The complaint cites a case from the Court of Appeal of Louisiana, Widder v. Louisiana Citizens Property Insurance Corporation, 82 So. 3d 294 (La. App. 2011), writ denied, 76 So. 3d 1179 (La. 2011), for the proposition that “[s]imilar to the Coronavirus, Louisiana Courts have interpreted that the intrusion of lead or gaseous fumes constitute a direct physical loss under insurance policies that would need to be remediated.”

The assertion of fraudulent misrepresentation seems to be largely a matter of projection, as the truth seems to have been stretched by the claims that the possible presence of an easily cleaned virus damaged the restaurant sufficiently to trigger coverage for business interruption at the plaintiffs’ restaurant. As an initial matter, Widder involved a house contaminated with “inorganic lead which makes it uninhabitable until it has been gutted and remediated.” 82 So. 3d 294, 296. Gutting and remediating a home to remove materials which must be treated as hazardous waste is a far cry from cleaning property with disinfectant.

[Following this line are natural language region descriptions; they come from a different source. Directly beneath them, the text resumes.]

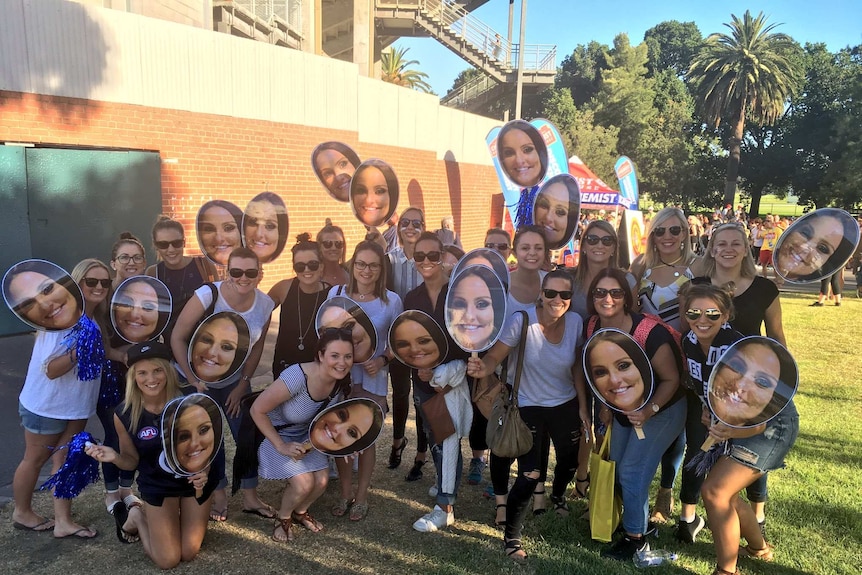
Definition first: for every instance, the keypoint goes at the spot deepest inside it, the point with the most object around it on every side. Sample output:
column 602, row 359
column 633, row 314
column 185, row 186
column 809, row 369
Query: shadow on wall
column 51, row 48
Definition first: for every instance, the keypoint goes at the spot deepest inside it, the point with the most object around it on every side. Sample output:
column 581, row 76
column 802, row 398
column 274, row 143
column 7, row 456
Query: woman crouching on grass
column 171, row 522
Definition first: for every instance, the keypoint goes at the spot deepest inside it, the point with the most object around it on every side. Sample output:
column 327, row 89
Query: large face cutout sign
column 218, row 229
column 264, row 226
column 487, row 257
column 219, row 347
column 523, row 153
column 43, row 295
column 557, row 209
column 417, row 340
column 334, row 164
column 191, row 433
column 475, row 308
column 347, row 427
column 816, row 245
column 752, row 382
column 343, row 312
column 140, row 308
column 618, row 371
column 374, row 192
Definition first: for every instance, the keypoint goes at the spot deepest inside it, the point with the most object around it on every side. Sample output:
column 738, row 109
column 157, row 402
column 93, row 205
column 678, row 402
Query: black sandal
column 395, row 454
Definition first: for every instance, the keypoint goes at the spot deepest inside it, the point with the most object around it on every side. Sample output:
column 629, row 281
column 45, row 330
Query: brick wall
column 221, row 157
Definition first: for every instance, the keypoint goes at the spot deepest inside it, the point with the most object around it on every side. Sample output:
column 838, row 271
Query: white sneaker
column 437, row 519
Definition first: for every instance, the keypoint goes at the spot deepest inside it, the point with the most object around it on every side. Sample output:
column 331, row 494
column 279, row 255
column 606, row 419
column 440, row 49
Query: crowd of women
column 713, row 299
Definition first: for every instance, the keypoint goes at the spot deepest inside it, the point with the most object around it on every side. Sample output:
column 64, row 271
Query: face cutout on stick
column 816, row 245
column 347, row 427
column 43, row 295
column 218, row 228
column 191, row 433
column 557, row 209
column 334, row 164
column 343, row 312
column 417, row 340
column 265, row 226
column 140, row 308
column 219, row 347
column 475, row 308
column 374, row 192
column 752, row 382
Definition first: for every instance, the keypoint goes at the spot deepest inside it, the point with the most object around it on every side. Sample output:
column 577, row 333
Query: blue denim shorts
column 40, row 425
column 766, row 451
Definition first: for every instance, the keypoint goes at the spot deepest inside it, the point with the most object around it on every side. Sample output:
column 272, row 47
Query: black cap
column 148, row 350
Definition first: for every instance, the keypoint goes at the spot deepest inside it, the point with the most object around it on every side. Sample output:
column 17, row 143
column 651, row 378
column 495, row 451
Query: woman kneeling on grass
column 171, row 522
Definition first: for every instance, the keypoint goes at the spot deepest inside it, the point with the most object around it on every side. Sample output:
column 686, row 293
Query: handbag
column 605, row 503
column 507, row 434
column 437, row 415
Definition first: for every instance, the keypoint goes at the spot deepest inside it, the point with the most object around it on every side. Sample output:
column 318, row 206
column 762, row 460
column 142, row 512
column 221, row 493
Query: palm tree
column 749, row 74
column 394, row 69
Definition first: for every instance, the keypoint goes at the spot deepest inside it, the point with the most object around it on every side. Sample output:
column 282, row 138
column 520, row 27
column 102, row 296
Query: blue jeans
column 638, row 459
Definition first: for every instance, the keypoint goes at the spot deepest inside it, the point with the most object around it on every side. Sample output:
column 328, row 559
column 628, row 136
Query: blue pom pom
column 78, row 471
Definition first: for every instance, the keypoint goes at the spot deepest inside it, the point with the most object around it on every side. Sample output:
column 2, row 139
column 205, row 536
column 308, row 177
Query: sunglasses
column 238, row 273
column 419, row 257
column 404, row 222
column 674, row 231
column 602, row 293
column 711, row 314
column 299, row 267
column 93, row 282
column 565, row 295
column 173, row 244
column 606, row 240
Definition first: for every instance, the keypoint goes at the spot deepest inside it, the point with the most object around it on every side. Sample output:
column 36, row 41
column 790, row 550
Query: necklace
column 301, row 346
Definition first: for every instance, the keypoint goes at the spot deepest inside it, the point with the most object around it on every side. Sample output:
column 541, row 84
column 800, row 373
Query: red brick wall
column 220, row 157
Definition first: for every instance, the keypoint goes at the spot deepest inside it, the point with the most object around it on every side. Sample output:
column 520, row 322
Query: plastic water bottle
column 653, row 558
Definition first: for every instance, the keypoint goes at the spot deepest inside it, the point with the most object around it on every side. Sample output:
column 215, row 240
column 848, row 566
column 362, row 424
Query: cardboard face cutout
column 754, row 379
column 334, row 164
column 523, row 153
column 374, row 192
column 219, row 347
column 218, row 228
column 191, row 433
column 140, row 308
column 343, row 312
column 557, row 209
column 265, row 226
column 475, row 308
column 43, row 295
column 417, row 340
column 816, row 245
column 347, row 427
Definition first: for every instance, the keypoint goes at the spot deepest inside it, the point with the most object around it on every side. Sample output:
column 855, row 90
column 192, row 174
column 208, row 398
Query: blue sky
column 567, row 23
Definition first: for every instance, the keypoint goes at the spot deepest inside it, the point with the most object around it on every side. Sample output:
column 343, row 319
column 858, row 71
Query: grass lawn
column 814, row 514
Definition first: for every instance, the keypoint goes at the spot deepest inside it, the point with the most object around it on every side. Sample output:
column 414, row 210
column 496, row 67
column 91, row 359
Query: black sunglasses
column 674, row 231
column 711, row 314
column 404, row 222
column 419, row 257
column 299, row 267
column 594, row 240
column 173, row 243
column 602, row 293
column 93, row 282
column 565, row 295
column 238, row 273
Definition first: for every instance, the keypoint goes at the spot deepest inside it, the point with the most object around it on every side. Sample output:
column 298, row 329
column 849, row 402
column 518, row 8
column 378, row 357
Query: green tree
column 748, row 74
column 395, row 69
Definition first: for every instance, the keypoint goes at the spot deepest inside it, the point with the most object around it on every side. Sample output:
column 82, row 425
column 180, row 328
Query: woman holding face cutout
column 661, row 420
column 367, row 287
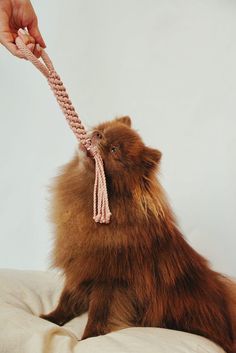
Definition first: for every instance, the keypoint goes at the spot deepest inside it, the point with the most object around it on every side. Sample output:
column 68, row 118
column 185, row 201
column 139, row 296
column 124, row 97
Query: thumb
column 33, row 30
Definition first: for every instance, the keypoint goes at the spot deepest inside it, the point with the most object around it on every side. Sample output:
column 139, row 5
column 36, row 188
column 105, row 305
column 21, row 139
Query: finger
column 25, row 37
column 13, row 49
column 31, row 47
column 34, row 32
column 37, row 51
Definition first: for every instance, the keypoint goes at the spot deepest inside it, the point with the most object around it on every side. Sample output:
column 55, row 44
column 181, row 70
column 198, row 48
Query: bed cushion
column 26, row 294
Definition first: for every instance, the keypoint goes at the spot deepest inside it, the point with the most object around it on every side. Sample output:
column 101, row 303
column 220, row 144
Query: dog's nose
column 97, row 135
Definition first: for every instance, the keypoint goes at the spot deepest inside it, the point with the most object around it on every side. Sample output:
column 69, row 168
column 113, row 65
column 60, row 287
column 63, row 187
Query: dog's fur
column 138, row 270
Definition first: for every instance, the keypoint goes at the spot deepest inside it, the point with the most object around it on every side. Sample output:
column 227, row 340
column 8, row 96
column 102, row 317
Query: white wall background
column 171, row 66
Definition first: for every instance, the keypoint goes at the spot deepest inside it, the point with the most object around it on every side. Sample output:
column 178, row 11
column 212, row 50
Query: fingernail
column 30, row 46
column 21, row 31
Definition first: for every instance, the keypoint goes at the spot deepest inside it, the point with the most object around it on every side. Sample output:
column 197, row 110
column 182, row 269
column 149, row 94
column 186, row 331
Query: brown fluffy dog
column 138, row 270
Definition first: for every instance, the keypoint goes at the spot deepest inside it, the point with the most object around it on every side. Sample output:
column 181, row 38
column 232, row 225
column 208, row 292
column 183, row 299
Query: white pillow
column 26, row 294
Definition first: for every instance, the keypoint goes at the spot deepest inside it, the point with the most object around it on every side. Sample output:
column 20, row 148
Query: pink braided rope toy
column 101, row 211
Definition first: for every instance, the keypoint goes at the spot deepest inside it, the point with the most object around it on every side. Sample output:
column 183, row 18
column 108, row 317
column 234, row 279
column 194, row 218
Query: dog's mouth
column 86, row 152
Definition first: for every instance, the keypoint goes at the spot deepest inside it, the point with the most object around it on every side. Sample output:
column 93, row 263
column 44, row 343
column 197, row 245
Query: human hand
column 15, row 14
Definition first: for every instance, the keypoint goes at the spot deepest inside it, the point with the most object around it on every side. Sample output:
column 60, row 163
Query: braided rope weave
column 101, row 211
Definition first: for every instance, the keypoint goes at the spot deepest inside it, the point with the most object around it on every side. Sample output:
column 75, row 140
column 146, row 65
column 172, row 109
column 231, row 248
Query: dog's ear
column 126, row 120
column 150, row 158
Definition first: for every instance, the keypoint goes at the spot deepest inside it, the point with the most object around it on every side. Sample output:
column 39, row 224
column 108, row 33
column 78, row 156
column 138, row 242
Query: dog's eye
column 114, row 149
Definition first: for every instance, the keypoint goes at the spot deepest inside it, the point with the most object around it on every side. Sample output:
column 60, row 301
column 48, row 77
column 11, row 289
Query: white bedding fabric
column 26, row 294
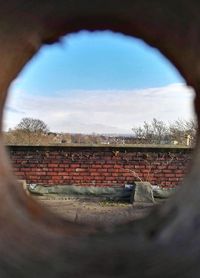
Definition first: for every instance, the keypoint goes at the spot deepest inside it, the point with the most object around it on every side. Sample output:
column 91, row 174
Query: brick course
column 99, row 166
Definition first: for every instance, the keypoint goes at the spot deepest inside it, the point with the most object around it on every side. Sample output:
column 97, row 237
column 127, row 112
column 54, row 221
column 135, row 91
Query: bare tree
column 28, row 131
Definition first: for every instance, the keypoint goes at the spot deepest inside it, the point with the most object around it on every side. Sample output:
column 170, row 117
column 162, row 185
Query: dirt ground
column 95, row 211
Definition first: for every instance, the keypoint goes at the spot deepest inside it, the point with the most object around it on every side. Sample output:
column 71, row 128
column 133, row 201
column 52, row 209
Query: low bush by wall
column 99, row 166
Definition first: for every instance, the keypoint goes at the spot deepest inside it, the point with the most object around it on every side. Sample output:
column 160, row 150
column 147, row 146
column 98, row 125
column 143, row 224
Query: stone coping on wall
column 138, row 147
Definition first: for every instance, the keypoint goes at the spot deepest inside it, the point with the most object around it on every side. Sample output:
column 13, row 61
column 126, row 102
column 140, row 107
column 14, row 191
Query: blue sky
column 74, row 81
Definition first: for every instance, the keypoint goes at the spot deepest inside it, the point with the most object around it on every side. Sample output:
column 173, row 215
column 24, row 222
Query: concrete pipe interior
column 32, row 242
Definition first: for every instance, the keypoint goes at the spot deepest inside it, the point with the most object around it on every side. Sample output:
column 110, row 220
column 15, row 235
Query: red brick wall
column 99, row 166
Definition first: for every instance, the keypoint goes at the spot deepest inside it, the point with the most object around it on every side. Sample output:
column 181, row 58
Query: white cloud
column 101, row 111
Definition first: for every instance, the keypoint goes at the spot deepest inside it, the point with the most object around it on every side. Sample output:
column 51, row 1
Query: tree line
column 179, row 132
column 36, row 132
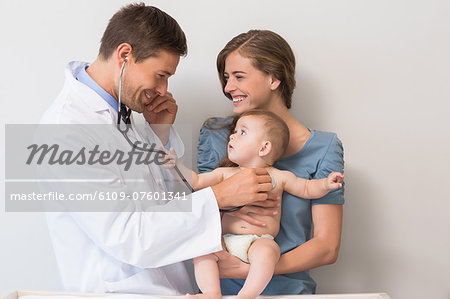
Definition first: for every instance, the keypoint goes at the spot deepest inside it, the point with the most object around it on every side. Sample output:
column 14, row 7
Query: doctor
column 132, row 251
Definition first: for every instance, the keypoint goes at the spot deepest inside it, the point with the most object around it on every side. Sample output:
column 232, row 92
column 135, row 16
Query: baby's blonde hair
column 275, row 130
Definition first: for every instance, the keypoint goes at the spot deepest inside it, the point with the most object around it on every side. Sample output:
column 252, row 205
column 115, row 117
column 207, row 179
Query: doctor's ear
column 274, row 83
column 123, row 52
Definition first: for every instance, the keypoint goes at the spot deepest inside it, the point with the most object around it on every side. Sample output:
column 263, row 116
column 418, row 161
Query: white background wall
column 375, row 72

In Widder an inspection revealed the presence of lead dust on walls, which originated in part from lead paint outside of the house. Id. at 295. Apparently without any scientific foundation, the Widder court compared the loss before it to the emission of gaseous fumes from Chinese drywall and reversed the trial court’s summary judgment in favor of the insurer.

Glaringly, the alleged presence of a virus on objects is not analogous to noxious odors or gaseous releases. In Widder the alleged physical harm involved tangible damage. Further, gaseous emissions from Chinese drywall corroded building components and in some instances required demolition and rebuilding of entire physical structures to remediate the condition. The proposition that the alleged presence of Coronavirus is somehow analogous to this type of harm is, at best, a contrived argument to attempt to trigger coverage. Indeed, whether and to what extent Coronavirus stays present on physical surfaces is as yet untested under Daubert. We do know that government health officials believe that proper cleaning with standard disinfectants will kill the virus. In any event, there is no indication or evidence that the virus corrodes physical surfaces.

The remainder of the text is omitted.